John describes what Florence saw before her death, as explained to him by Edward. Edward and Nancy sat on a bench outside and he told her she was "the person he cared most for in the world." John imagines it was horrible for Florence to overhear but "she deserved what she got." At one point, when commenting on why Edward may have loved Nancy, John says: "We all so need from the outside the assurance of our own worthiness to exist." John excuses Edward's behavior, saying Edward "had no idea at all of corrupting" Nancy. After Florence's death, John feels unburdened and light. He returns to the United States in hopes of making himself appealing to Nancy.

Analysis

Considering that John is an unreliable, rambling narrator, it would be helpful for the reader to know more about his psychological makeup, though John concludes it is irrelevant. As it is, John is relatively faceless. While he describes the other characters in great detail, he never gives a physical description of himself. Similarly, he gives the impression through his narration that he is benign, long-suffering, and extraordinarily composed. Except for the incident with Julius in Part 2, Chapter 1, John never shows strong emotion of any kind, not even when Florence commits suicide or Edward cuts his own throat in front of him. In this chapter Leonora casually reveals Florence's affair with Edward, and John can "remember no emotion of any sort." John also seems remarkably trusting. He admits the reader might think him "lacking in suspiciousness" or, more harshly, "an imbecile."

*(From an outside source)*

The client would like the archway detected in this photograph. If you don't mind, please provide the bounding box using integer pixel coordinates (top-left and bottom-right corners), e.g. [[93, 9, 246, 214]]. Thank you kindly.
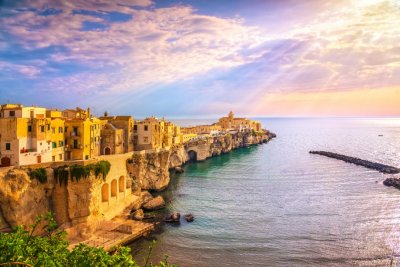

But who is John really, and what is his motivation for telling his story? John's comment about outside assurance of worthiness may be a clue as to his motivation. He tells the story to, he hopes, a sympathetic reader as a way to give himself value. Florence certainly never valued him. In fact, John realizes Florence was simply "a personality of paper," that is, she pretended to be a "a real human being" but "she wasn't real." What John means is Florence held too tightly to the illusion of perfection and was not able to accept her imperfect real feelings. This prevented her from ever letting anyone get close to her. In contrast, by telling his story disjointedly, as a real person would, John reveals himself to be imperfect and therefore real.